Nanoelectrode ensemble immunosensor platform for the anodic detection of anti-tissue transglutaminase isotype IgA
Graphical abstract
Introduction
Celiac disease (CD) is a systemic autoimmune disease characterized by damage of the small intestinal mucosa caused by gluten ingestion in genetically predisposed patients with a prevalence of 1% of the general population [1], [2]. Early diagnosis followed by treatment with a gluten-free diet reduce morbidity and mortality associated to the disease [3]. Up to a few years ago, the gold standard for the diagnosis of CD was based on the intestinal biopsy aimed to establish the presence of lesions characteristic of the disease in the duodenum.
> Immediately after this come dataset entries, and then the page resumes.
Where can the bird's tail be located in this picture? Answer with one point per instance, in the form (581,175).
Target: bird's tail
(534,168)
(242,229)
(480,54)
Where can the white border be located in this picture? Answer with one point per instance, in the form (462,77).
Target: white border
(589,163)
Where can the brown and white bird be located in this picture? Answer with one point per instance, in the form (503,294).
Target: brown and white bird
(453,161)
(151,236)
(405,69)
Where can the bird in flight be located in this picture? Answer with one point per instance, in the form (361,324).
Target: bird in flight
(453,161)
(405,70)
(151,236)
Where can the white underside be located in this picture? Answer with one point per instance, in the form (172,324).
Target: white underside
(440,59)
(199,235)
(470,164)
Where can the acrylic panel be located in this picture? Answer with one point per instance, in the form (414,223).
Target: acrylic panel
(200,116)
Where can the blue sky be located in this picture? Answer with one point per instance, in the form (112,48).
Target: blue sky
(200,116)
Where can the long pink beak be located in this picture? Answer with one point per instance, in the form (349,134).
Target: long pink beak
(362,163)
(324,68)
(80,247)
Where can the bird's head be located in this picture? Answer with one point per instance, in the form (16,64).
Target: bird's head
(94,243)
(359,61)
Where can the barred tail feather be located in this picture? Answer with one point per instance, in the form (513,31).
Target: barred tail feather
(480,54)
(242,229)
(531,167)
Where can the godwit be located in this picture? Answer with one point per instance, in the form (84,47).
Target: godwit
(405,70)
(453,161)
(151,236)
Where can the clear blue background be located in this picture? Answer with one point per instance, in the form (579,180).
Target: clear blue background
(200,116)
Nowadays, new pediatric guidelines indicate that the diagnosis of CD can be assessed also by performing less invasive serological tests aimed to detect and quantify reliable biomarkers of CD in genetically predisposed subjects showing CD symptoms [4], [5]. Very recently a multicenter study supports a no-biopsy strategy among adult patients suffering from CD symptoms and with high serum concentrations of anti-tissue transglutaminase (anti-tTG) antibodies [6]. Anti-tTG immunoglobulin A is present in the 98% of the celiac patients on a gluten-containing diet [7], therefore it has been identified as an effective biomarker of CD. The diagnosis of CD is made on the basis of combined diagnostic evidences which include symptomatology, genetic test and the quantification of the serological level of anti-tTG antibodies, which in celiac patients should be 10 times higher than the cut-off of the performed test, that is the concentration value that divides negative from positive for the condition of interest. Moreover, since the level of anti-tTG in celiac patients who undergo a gluten-free diet usually decreases [8], the level of these antibodies in the serum is a reliable indicator not only for the diagnosis, but also for the follow-up of the disease [9]. Anti-tTG can be present under the form of two isotypes [10], [11], immunoglobulin IgA (mainly in dimeric form) and immunoglobulin IgG, with some category of patients however presenting IgA deficiency [12], [13]. Recently, different electrochemical biosensors for the detection of CD biomarkers have been proposed [14], [15], [16], [17], [18], [19], [20], [21], [22], [23], [24], which are characterized by low detection limits, high analytical sensitivity and specificity, being at the same time cost-effective, user-friendly, and suitable to provide a quick response.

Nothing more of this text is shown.